For most participants, the Senior Bowl serves as a platform for them to showcase their skills in front of hundreds of NFL personnel and media members. This platform allows for prospects to answer questions that many people may still have about their athletic abilities after four years of college. This year was no different. We had a highly anticipated battle for QB1, edge rushers that emerged as first-round draft picks, and offensive linemen that solidified their high draft rankings.
At the defensive back position, there was much to be desired, but there was one guy who played at a high level and helped elevate his draft stock tremendously and that player is Baylor safety Jalen Pitre.

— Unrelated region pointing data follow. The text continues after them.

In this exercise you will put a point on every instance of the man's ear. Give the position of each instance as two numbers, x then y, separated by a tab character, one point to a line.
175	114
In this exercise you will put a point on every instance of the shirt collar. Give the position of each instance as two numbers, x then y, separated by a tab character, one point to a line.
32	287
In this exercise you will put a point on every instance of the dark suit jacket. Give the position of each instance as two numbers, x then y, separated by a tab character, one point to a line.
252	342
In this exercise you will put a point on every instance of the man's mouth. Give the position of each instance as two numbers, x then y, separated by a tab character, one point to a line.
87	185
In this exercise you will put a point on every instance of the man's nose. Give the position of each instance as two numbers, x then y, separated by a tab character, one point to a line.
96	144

Pitre entered the Senior Bowl as a highly decorated AP First Team All-American that was recognized as one of college football’s best defensive back prospects. But despite all of that recognition, there were still questions about his versatility as a safety.
At Baylor, Pitre played most of his snaps lined up close to the line of scrimmage at the outside linebacker position. In this alignment, Pitre rarely had to cover receivers in the deep portions of the field in man-to-man situations. So quite naturally, scouts and personnel had questions on if he was capable of doing so in the NFL.
At the Senior Bowl, Pitre answered these questions with a resounding yes. The structure of the Senior Bowl practices required the defensive backs to cover receivers and tight ends in one-on-one situations, and Pitre was able to do this consistently at a high level. Pitre showed the quickness and suddenness to cover receivers who were attempting to run short-to-intermediate routes. He also showed to have enough speed to run down the field with receivers in the deeper portions of the field. This performance was exactly what Pitre needed to show to complete his evaluation as a safety prospect.
Coming into the Senior Bowl, I personally had Pitre as a fringe top-100 player, but due to his performance and ability to show that he can not only play as a box safety but can play man, he has elevated in my eyes a fringe top-50 player with plenty of opportunity to continue to elevate his draft stock with strong performances at the NFL Scouting Combine and his pro day. Pitre also has the benefit of playing a position that is in high demand with low supply. With how NFL offenses are structured to throw the ball upward of 40 times per game, the need for versatile defenders is at an all-time high in the NFL. The NFL has a demand for safeties with Pitre's skill set but there just simply aren’t many safety prospects that fit the bill. This scarce skill set should also help boost Pitre’s draft position in this upcoming draft.
We all heard about Senior Bowl standouts like Florida State defensive end Jermaine Johnson and Boston College interior offensive lineman Zion Johnson, but I believe that for the amount of value that Pitre was able to add to his draft stock, the former Bear should be mentioned right along with these guys. For teams that are looking for a versatile safety prospect that can play on all levels of the field, Pitre has shown that he can be that guy and should be of good value to a team that takes him somewhere on day two.